Free Medical Advice Related to Laparoscopic Surgery

Undesended Testis on both sides
Discussion in 'All Categories' started by HARRY - Sep 6th, 2012 7:15 pm.
HARRY
HARRY
My son has undesended testis problem on both sides. He is now 2 years four months. he had operation on left side testis when he was 9 months, on right side doctor thought will come itself. we had appointment yesturday then docyor inform us right testis did not come down and left testis that they did operation is also not there.they suggest us to do operation again. please suggest us what is right, it will be safe or what we do. please contact me as soon as you can. Thanks
re: Undesended Testis on both sides by Sadhana Mishra - Sep 19th, 2012 6:52 am
#1
Sadhana Mishra
Sadhana Mishra
Dear Harry

You need to get laparoscopic orcheopexy done for your son. Undescended Testes.

I have discussed your case with our consultant and following is the information.

Undescended testicle, or cryptorchidism (the failure of one or more testes to descend from the abdomen into the scrotum) is fairly common. The condition may occur at birth in males, and more often in boys born prematurely. It may also run in families. In many boys, the testis will eventually move down to the normal position, generally within the first six months of life.

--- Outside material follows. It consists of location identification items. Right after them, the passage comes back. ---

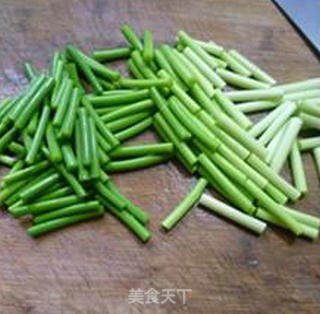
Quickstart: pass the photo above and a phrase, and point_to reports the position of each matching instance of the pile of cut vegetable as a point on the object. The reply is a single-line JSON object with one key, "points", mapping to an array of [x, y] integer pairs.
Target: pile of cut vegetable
{"points": [[66, 132]]}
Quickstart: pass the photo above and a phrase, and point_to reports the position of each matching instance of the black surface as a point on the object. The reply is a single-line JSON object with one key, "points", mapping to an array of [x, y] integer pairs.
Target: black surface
{"points": [[305, 15]]}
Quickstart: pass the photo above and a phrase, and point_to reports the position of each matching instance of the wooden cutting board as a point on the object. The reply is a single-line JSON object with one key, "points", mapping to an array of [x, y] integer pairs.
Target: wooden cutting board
{"points": [[90, 268]]}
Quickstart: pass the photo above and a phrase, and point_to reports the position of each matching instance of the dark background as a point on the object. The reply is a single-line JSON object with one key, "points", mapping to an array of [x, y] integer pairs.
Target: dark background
{"points": [[91, 267]]}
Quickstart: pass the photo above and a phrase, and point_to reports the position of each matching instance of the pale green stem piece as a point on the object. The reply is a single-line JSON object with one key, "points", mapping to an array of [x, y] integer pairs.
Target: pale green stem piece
{"points": [[276, 125], [305, 144], [306, 94], [240, 81], [233, 111], [310, 121], [256, 94], [234, 64], [298, 174], [287, 140], [233, 214], [185, 205], [263, 124], [210, 47], [257, 106], [273, 145], [256, 71], [307, 231], [204, 68], [201, 79]]}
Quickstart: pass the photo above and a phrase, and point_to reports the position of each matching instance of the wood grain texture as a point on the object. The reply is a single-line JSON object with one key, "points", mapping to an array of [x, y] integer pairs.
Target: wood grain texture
{"points": [[91, 267]]}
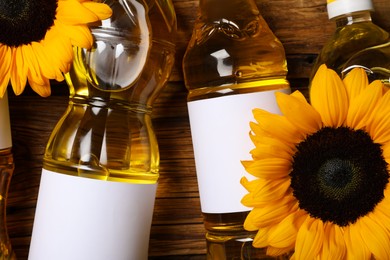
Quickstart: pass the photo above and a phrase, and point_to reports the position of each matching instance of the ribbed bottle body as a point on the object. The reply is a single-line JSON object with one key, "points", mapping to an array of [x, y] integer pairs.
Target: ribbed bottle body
{"points": [[233, 64]]}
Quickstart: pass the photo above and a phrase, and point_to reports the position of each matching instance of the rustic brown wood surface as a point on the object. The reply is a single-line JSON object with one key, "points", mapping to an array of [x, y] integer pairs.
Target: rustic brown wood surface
{"points": [[177, 231]]}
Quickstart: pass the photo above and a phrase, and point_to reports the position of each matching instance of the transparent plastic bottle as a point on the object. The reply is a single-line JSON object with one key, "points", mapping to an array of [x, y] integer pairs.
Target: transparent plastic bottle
{"points": [[7, 167], [233, 64], [100, 167], [354, 32]]}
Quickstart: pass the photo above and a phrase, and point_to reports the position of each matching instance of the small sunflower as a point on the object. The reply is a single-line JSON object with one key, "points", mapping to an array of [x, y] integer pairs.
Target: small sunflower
{"points": [[36, 39], [322, 170]]}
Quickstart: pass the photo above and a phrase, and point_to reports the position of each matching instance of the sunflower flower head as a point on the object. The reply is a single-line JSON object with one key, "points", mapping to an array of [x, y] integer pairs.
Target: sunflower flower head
{"points": [[321, 171], [37, 37]]}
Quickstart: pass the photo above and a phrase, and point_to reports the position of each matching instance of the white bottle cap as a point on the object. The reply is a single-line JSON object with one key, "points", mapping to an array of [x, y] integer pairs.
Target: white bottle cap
{"points": [[5, 125], [340, 7]]}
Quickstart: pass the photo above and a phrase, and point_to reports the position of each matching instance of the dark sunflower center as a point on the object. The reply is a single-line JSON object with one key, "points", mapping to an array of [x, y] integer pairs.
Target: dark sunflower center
{"points": [[25, 21], [339, 175]]}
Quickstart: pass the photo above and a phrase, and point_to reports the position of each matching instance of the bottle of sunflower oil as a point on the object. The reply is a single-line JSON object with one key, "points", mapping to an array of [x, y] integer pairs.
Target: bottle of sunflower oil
{"points": [[100, 167], [6, 170], [356, 42], [233, 64]]}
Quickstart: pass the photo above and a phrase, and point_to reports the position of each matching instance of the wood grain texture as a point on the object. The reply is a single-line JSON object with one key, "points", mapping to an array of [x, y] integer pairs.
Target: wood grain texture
{"points": [[177, 231]]}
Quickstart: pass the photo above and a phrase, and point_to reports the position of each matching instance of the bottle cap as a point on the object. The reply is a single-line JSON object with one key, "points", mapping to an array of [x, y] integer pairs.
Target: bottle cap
{"points": [[340, 7], [5, 125]]}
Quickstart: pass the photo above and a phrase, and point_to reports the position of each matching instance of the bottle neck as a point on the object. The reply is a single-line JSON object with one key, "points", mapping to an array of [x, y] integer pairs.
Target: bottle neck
{"points": [[352, 18]]}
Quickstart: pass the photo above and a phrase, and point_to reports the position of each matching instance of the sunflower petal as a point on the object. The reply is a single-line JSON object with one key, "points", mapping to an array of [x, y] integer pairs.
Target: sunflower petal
{"points": [[299, 112], [272, 214], [18, 71], [263, 192], [329, 97], [285, 233], [5, 67], [375, 237], [102, 11], [379, 122], [275, 251], [362, 106], [311, 230], [356, 248], [270, 168], [334, 245]]}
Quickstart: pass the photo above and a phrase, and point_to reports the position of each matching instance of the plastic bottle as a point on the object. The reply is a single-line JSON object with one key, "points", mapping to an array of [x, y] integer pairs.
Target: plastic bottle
{"points": [[354, 32], [7, 167], [100, 167], [233, 64]]}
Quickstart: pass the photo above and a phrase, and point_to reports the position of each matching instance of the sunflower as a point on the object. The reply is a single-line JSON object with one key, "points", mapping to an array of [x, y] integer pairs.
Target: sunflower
{"points": [[321, 171], [36, 39]]}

Boys are examined after birth to check the position of the testicles. Once an undescended testicle is discovered, it is watched for about six months. If it does not come down, surgical treatment is recommended.

Sometimes older boys will appear to have an undescended testicle even though previous examinations were normal. This is not uncommon, since it is a normal reflex for the testicle to pull upwards under some conditions, starting later in infancy and continuing until puberty. These "retractile" testes do not need surgery if they are clearly down in the scrotum at least part of the time.

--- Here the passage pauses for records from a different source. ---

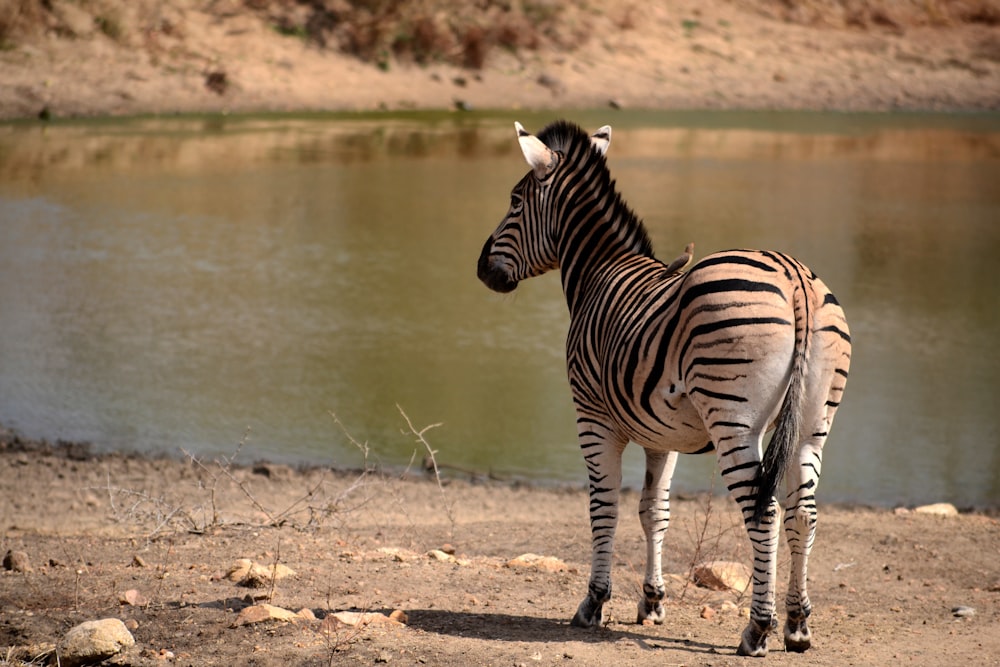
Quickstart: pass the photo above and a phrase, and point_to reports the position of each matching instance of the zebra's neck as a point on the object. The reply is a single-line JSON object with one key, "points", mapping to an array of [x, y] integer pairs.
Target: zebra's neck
{"points": [[599, 232]]}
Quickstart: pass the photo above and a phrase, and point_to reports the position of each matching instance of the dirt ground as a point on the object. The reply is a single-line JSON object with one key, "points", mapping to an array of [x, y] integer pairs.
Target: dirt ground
{"points": [[150, 541], [150, 57]]}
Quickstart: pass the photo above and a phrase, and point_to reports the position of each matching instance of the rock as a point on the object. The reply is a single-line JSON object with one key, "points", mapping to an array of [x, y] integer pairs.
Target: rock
{"points": [[360, 619], [16, 561], [254, 575], [134, 598], [938, 509], [541, 563], [437, 554], [720, 575], [94, 641], [261, 613]]}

After about one year of age, a testicle that has not settled in the scrotum will start to lose some if its fertility potential. If it remains undescended, it may lose its ability to make sperm entirely. Although most boys with one undescended testicle will be able to have children, many of those who have the problem on both sides may be infertile. Moving the testicle to the normal position early in life reduces this risk of infertility.

A hernia is more likely to develop on the side of an undescended testicle. This is because the testicles form in the abdomen, and descend before birth in most cases. In undescended testicles, the connection between the testicle and the abdomen often fails to close as it normally does. Also, torsion (twisting) of the testicle is more likely to occur, which can result in loss of the testicle. There is also a slightly increased risk of testicular cancer in testicles that are undescended. However, since testicular cancer is rare to begin with, it is still uncommon in men who had an undescended testicle. The risk is higher if the testicle was in the abdomen, and there is some evidence that bringing the testicle down during early childhood may reduce this risk.

Surgery is recommended to bring the testicle into the scrotum in order to:

Improve its chances of producing sperm in adulthood
Prevent body-image concerns in the child
Reduce the risk of twisting and hernia
Provide optimal position for regular cancer screening
An undescended testicle may require laparoscopic surgery to determine its location or to verify its existence. If the testicle cannot be felt at all, the belly is examined with a laparoscope (a special telescope used to look inside the body) through a three millimeter incision. If the testicle did not ever form in the first place, the laparoscopy is conclusive. If a testicle is seen in the belly, it can usually be brought down into the proper position through two additional small incisions using miniature instruments.

If the testicle can be felt in the groin, an orchidopexy can be performed. This is an outpatient surgery under anesthesia in which one or more incisions are made through the groin. The tissue supporting the testicle is divided, any hernia is repaired, and the testicle is placed in the scrotum through another tiny incision.